Default grep options

When you’re searching a set of version-controlled files for a string with grep, particularly if it’s a recursive search, it can get very annoying to be presented with swathes of results from the internals of the hidden version control directories like .svn or .git, or include metadata you’re unlikely to have wanted in files like .gitmodules.

GNU grep uses an environment variable named GREP_OPTIONS to define a set of options that are always applied to every call to grep. This comes in handy when exported in your .bashrc file to set a “standard” grep environment for your interactive shell. Here’s an example of a definition of GREP_OPTIONS that excludes a lot of patterns which you’d very rarely if ever want to search with grep:

GREP_OPTIONS=
for pattern in .cvs .git .hg .svn; do
    GREP_OPTIONS="$GREP_OPTIONS --exclude-dir=$pattern
done
export GREP_OPTIONS

Note that --exclude-dir is a relatively recent addition to the options for GNU grep, but it should only be missing on very legacy GNU/Linux machines by now. If you want to keep your .bashrc file compatible, you could apply a little extra hackery to make sure the option is available before you set it up to be used:

GREP_OPTIONS=
if grep --help | grep -- --exclude-dir &>/dev/null; then
    for pattern in .cvs .git .hg .svn; do
        GREP_OPTIONS="$GREP_OPTIONS --exclude-dir=$pattern"
    done
fi
export GREP_OPTIONS

Similarly, you can ignore single files with --exclude. There’s also --exclude-from=FILE if your list of excluded patterns starts getting too long.

Other useful options available in GNU grep that you might wish to add to this environment variable include:

  • --color — On appropriate terminal types, highlight the pattern matches in output, among other color changes that make results more readable
  • -s — Suppresses error messages about files not existing or being unreadable; helps if you find this behaviour more annoying than useful.
  • -E, -F, or -P — Pick a favourite “mode” for grep; devotees of PCRE may find adding -P for grep‘s experimental PCRE support makes grep behave in a much more pleasing way, even though it’s described in the manual as being experimental and incomplete

If you don’t want to use GREP_OPTIONS, you could instead simply set up an alias:

alias grep='grep --exclude-dir=.git'

You may actually prefer this method as it’s essentially functionally equivalent, but if you do it this way, when you want to call grep without your standard set of options, you only have to prepend a backslash to its call:

$ \grep pattern file

Commenter Andy Pearce also points out that using this method can avoid some build problems where GREP_OPTIONS would interfere.

Of course, you could solve a lot of these problems simply by using ack … but that’s another post.

Counting with grep and uniq

A common idiom in Unix is to count the lines of output in a file or pipe with wc -l:

$ wc -l example.txt
43
$ ps -e | wc -l
97

Sometimes you want to count the number of lines of output from a grep call, however.

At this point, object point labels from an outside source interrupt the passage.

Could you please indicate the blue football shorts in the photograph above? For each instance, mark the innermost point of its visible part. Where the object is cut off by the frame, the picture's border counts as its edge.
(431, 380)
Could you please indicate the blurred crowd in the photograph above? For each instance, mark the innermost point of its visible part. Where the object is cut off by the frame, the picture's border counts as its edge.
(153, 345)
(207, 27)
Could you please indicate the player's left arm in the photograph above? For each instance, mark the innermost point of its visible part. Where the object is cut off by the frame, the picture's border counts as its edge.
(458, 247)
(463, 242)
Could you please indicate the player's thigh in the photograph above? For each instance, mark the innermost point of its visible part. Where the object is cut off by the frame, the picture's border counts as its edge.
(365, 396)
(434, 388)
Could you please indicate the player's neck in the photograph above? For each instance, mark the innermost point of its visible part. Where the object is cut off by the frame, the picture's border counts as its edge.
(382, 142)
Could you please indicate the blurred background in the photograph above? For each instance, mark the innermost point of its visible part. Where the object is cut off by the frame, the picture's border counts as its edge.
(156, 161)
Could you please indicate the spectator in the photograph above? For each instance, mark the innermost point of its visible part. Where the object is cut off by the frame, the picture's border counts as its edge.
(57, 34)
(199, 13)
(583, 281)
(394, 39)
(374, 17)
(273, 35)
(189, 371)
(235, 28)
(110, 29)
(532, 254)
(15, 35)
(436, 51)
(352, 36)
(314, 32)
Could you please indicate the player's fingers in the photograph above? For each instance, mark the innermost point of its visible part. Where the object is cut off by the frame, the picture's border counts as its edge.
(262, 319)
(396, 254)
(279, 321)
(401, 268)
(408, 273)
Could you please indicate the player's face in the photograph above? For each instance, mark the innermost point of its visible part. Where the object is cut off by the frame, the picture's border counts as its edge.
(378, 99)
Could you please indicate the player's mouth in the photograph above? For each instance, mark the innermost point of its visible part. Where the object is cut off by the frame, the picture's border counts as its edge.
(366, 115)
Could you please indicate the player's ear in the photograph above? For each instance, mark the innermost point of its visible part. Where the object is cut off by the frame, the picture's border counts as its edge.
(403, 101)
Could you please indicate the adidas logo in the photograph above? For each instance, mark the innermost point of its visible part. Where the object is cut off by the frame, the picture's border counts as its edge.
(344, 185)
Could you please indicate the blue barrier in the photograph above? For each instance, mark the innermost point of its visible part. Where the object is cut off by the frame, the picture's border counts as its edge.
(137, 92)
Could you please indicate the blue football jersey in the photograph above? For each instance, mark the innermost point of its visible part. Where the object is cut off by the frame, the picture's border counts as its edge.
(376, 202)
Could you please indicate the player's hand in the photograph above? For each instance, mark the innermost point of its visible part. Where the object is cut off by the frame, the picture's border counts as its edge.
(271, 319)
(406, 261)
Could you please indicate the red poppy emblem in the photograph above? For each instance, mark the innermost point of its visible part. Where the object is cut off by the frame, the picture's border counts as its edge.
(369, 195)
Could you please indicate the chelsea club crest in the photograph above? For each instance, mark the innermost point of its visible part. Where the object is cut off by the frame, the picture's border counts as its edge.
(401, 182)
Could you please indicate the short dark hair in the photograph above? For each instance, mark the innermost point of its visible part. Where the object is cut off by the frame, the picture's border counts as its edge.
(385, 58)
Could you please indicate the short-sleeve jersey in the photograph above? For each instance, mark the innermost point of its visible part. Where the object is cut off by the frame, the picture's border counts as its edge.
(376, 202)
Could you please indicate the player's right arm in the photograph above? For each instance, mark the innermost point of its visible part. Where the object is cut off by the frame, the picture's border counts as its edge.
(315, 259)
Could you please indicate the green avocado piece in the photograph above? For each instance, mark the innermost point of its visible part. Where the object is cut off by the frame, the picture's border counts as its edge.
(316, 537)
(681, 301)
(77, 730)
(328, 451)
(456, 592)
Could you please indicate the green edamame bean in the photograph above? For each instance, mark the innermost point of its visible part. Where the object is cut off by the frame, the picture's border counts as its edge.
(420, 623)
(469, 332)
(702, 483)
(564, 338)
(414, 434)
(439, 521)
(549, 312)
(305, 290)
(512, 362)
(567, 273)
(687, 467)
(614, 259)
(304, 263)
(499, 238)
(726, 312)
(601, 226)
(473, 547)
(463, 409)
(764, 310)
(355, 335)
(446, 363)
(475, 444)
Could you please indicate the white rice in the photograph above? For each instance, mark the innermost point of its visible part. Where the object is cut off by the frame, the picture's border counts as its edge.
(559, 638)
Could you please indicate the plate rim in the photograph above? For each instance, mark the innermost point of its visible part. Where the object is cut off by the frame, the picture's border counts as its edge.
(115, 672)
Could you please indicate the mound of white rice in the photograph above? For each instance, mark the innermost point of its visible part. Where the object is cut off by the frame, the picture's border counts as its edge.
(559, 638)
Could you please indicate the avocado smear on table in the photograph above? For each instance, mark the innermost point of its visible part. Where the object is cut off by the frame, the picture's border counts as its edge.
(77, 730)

You might do it this way:

$ ps -ef | grep apache | wc -l
6

But grep has built-in counting of its own, with the -c option:

$ ps -ef | grep -c apache
6

The above is more a matter of good style than efficiency, but another tool with a built-in counting option that could save you time is the oft-used uniq. The below example shows a use of uniq to filter a sorted list into unique rows:

$ ps -eo user= | sort | uniq
105
daemon
lp
mysql
nagios
postfix
root
snmp
tom
www-data

If it would be useful to know in this case how many processes were being run by each of these users, you can include the -c option for uniq:

$ ps -eo user= | sort | uniq -c
    1 105
    1 daemon
    1 lp
    1 mysql
    1 nagios
    2 postfix
    78 root
    1 snmp
    7 tom
    5 www-data

You could even sort this output itself to show the users running the most processes first with sort -rn:

$ ps -eo user= | sort | uniq -c | sort -rn
    78 root
    8 tom
    5 www-data
    2 postfix
    1 snmp
    1 nagios
    1 mysql
    1 lp
    1 daemon
    1 105

Incidentally, if you’re not counting results and really do just want a list of unique users, you can leave out the uniq and just add the -u flag to sort:

$ ps -eo user= | sort -u
105
daemon
lp
mysql
nagios
postfix
root
snmp
tom
www-data

The above means I actually find myself using uniq with no options quite seldom.

Unix as IDE: Files

This entry is part 2 of 7 in the series Unix as IDE.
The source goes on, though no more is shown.